Pakistani-born British Painter (born 1970)

Rizvan Rahman (born 1970) is a Pakistani-born British painter. Known for his impasto oil portrait and figure paintings, Rahman launched his first solo show in Mayfair, London, in February 2016, to favorable accolade and press, including The Times and The Independent. Rahman's work has been compared to Lucian Freud.

== Early life and family ==
Rizvan Rahman was born in the city of Karachi, Pakistan by the Arabian Sea.
His father's profession was a golfer who travelled with the family across the world. Rizvan Rahman practiced to be a professional golfer, but made the decision to concentrate fully on Fine Art.
Rahman achieved a BA Honours degree in Fine Art from De Montfort University near to his home town of Leicester. He is married to a primary school teacher and they have three young children.

== Career ==
After leaving school, he developed a painting style influenced by the Old Masters, with a particular interest in the work of Rembrandt, Velazquez, Van Dyke and Rubens. He graduated from De Montfort University with a degree in fine art and later qualified as an art and design teacher. at the Royal College of Art

Rahman began dealing in art in 2006, after several years of collecting art as a hobby.
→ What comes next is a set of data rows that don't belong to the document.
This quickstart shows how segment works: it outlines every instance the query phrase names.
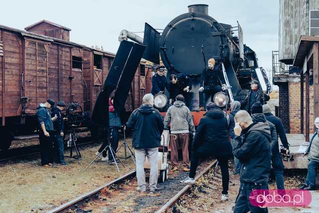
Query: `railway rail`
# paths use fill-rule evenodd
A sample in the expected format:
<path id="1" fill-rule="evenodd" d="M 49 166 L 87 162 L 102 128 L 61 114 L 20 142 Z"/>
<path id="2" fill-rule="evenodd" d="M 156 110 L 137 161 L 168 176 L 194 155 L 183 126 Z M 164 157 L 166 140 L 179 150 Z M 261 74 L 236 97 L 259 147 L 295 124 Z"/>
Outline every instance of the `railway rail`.
<path id="1" fill-rule="evenodd" d="M 203 176 L 204 175 L 207 173 L 210 170 L 213 169 L 214 166 L 216 166 L 217 160 L 213 160 L 212 162 L 210 161 L 210 162 L 205 162 L 204 164 L 204 168 L 202 167 L 200 168 L 200 172 L 197 176 L 196 176 L 195 179 L 196 180 L 198 180 L 199 178 Z M 169 184 L 169 182 L 175 182 L 174 184 L 179 185 L 178 180 L 181 179 L 181 178 L 183 178 L 185 176 L 186 173 L 181 173 L 179 175 L 178 175 L 176 177 L 174 177 L 173 180 L 170 179 L 167 181 L 167 184 Z M 70 201 L 69 202 L 65 203 L 61 206 L 60 206 L 51 211 L 49 211 L 48 212 L 50 213 L 60 213 L 60 212 L 91 212 L 92 211 L 95 211 L 96 210 L 95 208 L 102 208 L 103 206 L 109 206 L 109 205 L 107 204 L 107 202 L 109 203 L 112 203 L 113 201 L 111 200 L 111 198 L 117 200 L 117 201 L 119 202 L 118 204 L 120 205 L 121 202 L 122 202 L 121 200 L 123 199 L 123 194 L 121 194 L 121 192 L 118 193 L 116 193 L 114 192 L 113 192 L 112 194 L 112 196 L 108 198 L 102 198 L 103 197 L 103 195 L 106 194 L 107 195 L 111 193 L 109 192 L 109 190 L 112 190 L 113 189 L 115 189 L 115 191 L 123 191 L 125 195 L 128 196 L 128 200 L 129 200 L 129 198 L 131 197 L 133 198 L 135 201 L 141 201 L 142 199 L 140 199 L 140 198 L 138 198 L 138 196 L 137 196 L 138 193 L 140 193 L 135 190 L 136 186 L 132 186 L 131 189 L 131 193 L 133 193 L 134 195 L 130 195 L 130 190 L 126 190 L 122 189 L 121 187 L 121 184 L 127 184 L 130 180 L 132 180 L 136 176 L 136 173 L 135 171 L 132 171 L 126 175 L 124 175 L 120 177 L 119 178 L 110 182 L 108 183 L 103 184 L 100 187 L 95 189 L 94 190 L 92 190 L 90 192 L 86 193 L 84 194 L 83 194 L 79 197 Z M 159 186 L 160 191 L 161 190 L 160 185 L 164 185 L 165 183 L 160 184 Z M 179 184 L 178 185 L 178 186 L 180 186 Z M 169 187 L 169 186 L 168 186 Z M 152 201 L 151 201 L 151 203 L 157 204 L 160 204 L 160 205 L 158 205 L 157 206 L 157 210 L 150 210 L 149 209 L 148 211 L 150 211 L 151 210 L 151 212 L 156 212 L 157 213 L 163 213 L 167 211 L 169 208 L 171 208 L 174 204 L 175 204 L 179 200 L 179 198 L 181 198 L 183 195 L 187 193 L 191 189 L 191 185 L 186 185 L 184 187 L 182 187 L 181 189 L 178 189 L 178 190 L 176 192 L 171 192 L 171 193 L 168 193 L 166 195 L 163 195 L 164 193 L 162 193 L 162 192 L 159 192 L 160 194 L 160 196 L 161 196 L 163 195 L 163 197 L 165 197 L 165 195 L 167 195 L 165 198 L 163 198 L 163 200 L 160 201 L 160 202 L 157 201 L 154 197 L 152 197 Z M 168 188 L 167 188 L 168 189 Z M 169 190 L 170 191 L 170 190 Z M 173 194 L 173 196 L 172 197 L 171 195 L 172 193 Z M 118 198 L 117 198 L 117 195 Z M 151 195 L 148 195 L 148 196 L 152 196 Z M 121 199 L 120 199 L 121 198 Z M 120 200 L 120 201 L 119 201 Z M 164 201 L 163 201 L 164 200 Z M 138 202 L 139 203 L 139 202 Z M 146 207 L 148 206 L 147 201 L 146 202 L 146 204 L 145 203 L 142 203 L 142 206 L 141 208 Z M 143 205 L 144 204 L 144 205 Z M 129 205 L 129 204 L 128 204 Z M 121 205 L 118 205 L 121 206 Z M 123 205 L 123 206 L 125 206 Z M 134 205 L 133 205 L 134 206 Z M 115 210 L 114 207 L 110 207 L 111 209 L 113 208 L 113 210 Z M 89 210 L 88 210 L 87 208 L 89 208 Z M 116 207 L 115 208 L 116 208 Z M 130 208 L 132 208 L 130 211 L 132 212 L 136 212 L 139 210 L 140 207 L 137 207 L 137 208 L 134 209 L 134 207 L 132 205 L 130 207 Z M 87 210 L 85 210 L 84 209 L 87 209 Z M 104 211 L 106 209 L 104 209 Z M 108 209 L 108 210 L 109 210 Z M 117 211 L 121 211 L 121 210 L 119 209 L 116 210 Z M 125 211 L 124 210 L 123 210 Z M 111 210 L 112 211 L 112 210 Z M 98 211 L 98 212 L 99 212 Z"/>

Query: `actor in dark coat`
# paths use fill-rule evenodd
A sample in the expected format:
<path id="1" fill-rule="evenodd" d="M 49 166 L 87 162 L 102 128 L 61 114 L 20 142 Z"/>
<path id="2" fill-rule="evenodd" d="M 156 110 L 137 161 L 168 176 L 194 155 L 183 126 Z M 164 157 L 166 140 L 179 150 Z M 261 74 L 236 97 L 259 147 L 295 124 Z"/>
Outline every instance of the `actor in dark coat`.
<path id="1" fill-rule="evenodd" d="M 228 159 L 231 156 L 232 152 L 227 136 L 228 122 L 225 113 L 215 104 L 209 103 L 206 109 L 207 112 L 200 119 L 193 141 L 189 177 L 180 183 L 194 183 L 199 159 L 214 156 L 217 158 L 221 171 L 222 200 L 225 200 L 228 199 Z"/>
<path id="2" fill-rule="evenodd" d="M 264 104 L 263 105 L 263 113 L 266 116 L 267 121 L 270 121 L 274 124 L 276 127 L 276 131 L 277 134 L 279 136 L 280 141 L 283 146 L 287 149 L 289 149 L 289 144 L 286 136 L 284 125 L 280 118 L 273 115 L 271 113 L 271 109 L 270 106 L 268 104 Z"/>
<path id="3" fill-rule="evenodd" d="M 251 114 L 251 107 L 255 103 L 259 102 L 264 104 L 264 94 L 261 89 L 259 82 L 256 80 L 253 80 L 250 82 L 251 89 L 248 92 L 248 94 L 244 100 L 240 101 L 241 109 Z"/>
<path id="4" fill-rule="evenodd" d="M 252 206 L 250 193 L 253 189 L 268 189 L 271 168 L 270 131 L 265 123 L 253 123 L 248 113 L 238 111 L 234 132 L 236 144 L 233 154 L 242 163 L 240 187 L 234 213 L 268 212 L 267 208 Z"/>
<path id="5" fill-rule="evenodd" d="M 251 108 L 252 118 L 255 123 L 266 123 L 269 125 L 271 142 L 270 149 L 271 150 L 271 163 L 276 177 L 276 183 L 278 190 L 284 190 L 284 169 L 285 166 L 283 163 L 283 158 L 279 151 L 278 144 L 278 136 L 276 131 L 276 127 L 272 123 L 267 121 L 265 115 L 263 114 L 263 107 L 260 102 L 254 104 Z M 281 193 L 283 192 L 280 192 Z"/>
<path id="6" fill-rule="evenodd" d="M 155 95 L 159 92 L 164 93 L 165 88 L 168 89 L 167 82 L 164 75 L 164 67 L 160 66 L 156 68 L 156 74 L 152 77 L 152 94 Z"/>
<path id="7" fill-rule="evenodd" d="M 64 161 L 64 119 L 62 111 L 65 107 L 65 103 L 63 101 L 59 101 L 57 106 L 54 107 L 52 111 L 52 116 L 56 119 L 53 122 L 54 132 L 53 139 L 55 148 L 55 163 L 65 165 Z"/>

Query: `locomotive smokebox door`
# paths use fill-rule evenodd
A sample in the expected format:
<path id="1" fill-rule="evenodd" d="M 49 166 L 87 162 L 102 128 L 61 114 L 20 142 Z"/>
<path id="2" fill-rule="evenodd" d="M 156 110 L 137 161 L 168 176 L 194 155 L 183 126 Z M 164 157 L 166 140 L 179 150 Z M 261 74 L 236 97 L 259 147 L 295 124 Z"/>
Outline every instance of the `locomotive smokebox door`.
<path id="1" fill-rule="evenodd" d="M 197 9 L 195 6 L 198 5 L 190 6 L 192 12 L 170 21 L 160 41 L 160 55 L 165 67 L 188 75 L 200 74 L 204 68 L 202 45 L 207 60 L 213 57 L 218 60 L 229 54 L 225 30 L 214 18 L 203 13 L 207 9 L 201 6 Z M 223 55 L 221 55 L 221 45 L 226 47 Z"/>

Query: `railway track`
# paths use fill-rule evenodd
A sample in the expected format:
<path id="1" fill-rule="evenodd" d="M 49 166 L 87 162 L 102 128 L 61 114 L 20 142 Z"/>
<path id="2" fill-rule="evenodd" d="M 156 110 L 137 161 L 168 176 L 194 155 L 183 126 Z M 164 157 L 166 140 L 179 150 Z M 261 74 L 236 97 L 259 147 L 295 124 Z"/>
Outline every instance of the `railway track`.
<path id="1" fill-rule="evenodd" d="M 195 178 L 195 180 L 207 173 L 216 163 L 217 160 L 203 163 L 204 165 L 199 168 L 200 173 Z M 169 178 L 167 182 L 159 184 L 158 195 L 150 195 L 136 190 L 137 183 L 134 178 L 136 174 L 135 171 L 133 171 L 48 212 L 134 212 L 141 209 L 144 212 L 165 212 L 191 189 L 191 185 L 184 186 L 179 183 L 179 181 L 184 178 L 187 174 L 181 172 L 172 178 Z"/>

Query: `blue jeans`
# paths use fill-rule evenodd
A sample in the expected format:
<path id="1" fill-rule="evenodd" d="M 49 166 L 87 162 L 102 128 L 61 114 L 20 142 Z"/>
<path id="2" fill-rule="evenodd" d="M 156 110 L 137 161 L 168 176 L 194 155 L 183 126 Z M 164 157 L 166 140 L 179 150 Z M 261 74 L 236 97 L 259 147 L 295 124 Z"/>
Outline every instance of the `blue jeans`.
<path id="1" fill-rule="evenodd" d="M 319 162 L 311 160 L 308 163 L 308 173 L 306 178 L 306 184 L 311 187 L 316 187 L 316 170 L 319 166 Z"/>
<path id="2" fill-rule="evenodd" d="M 60 132 L 55 131 L 53 139 L 55 148 L 55 163 L 64 164 L 64 144 L 63 139 L 60 134 Z"/>
<path id="3" fill-rule="evenodd" d="M 271 163 L 273 165 L 274 173 L 275 173 L 277 190 L 284 190 L 284 169 L 285 169 L 285 166 L 283 163 L 282 157 L 279 152 L 273 153 L 273 156 L 271 157 Z"/>
<path id="4" fill-rule="evenodd" d="M 234 143 L 234 139 L 231 139 L 230 143 L 231 143 L 231 145 L 233 146 L 233 144 Z M 235 156 L 234 156 L 234 162 L 235 163 L 235 172 L 239 174 L 239 172 L 240 172 L 240 167 L 241 166 L 241 163 L 240 163 L 240 161 L 239 161 L 239 159 L 238 159 Z"/>

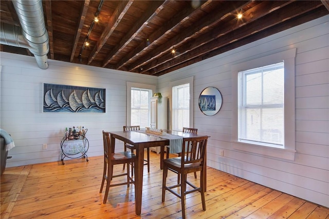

He maintains that he was ill-advised over several paintings he sold between 2006 and 2008, which were later identified as forgeries. He was issued an 18-month sentence for dealing forgeries, after the case came before Leicester Crown Court. In October 2011, Rahman served a 5-month prison sentence. Following the sentence, he returned to art.

Rahman's first solo exhibition, “Point of Departure”, consisted of 22 large scale figurative oil paintings, received attention from the press upon opening in Mayfair, London.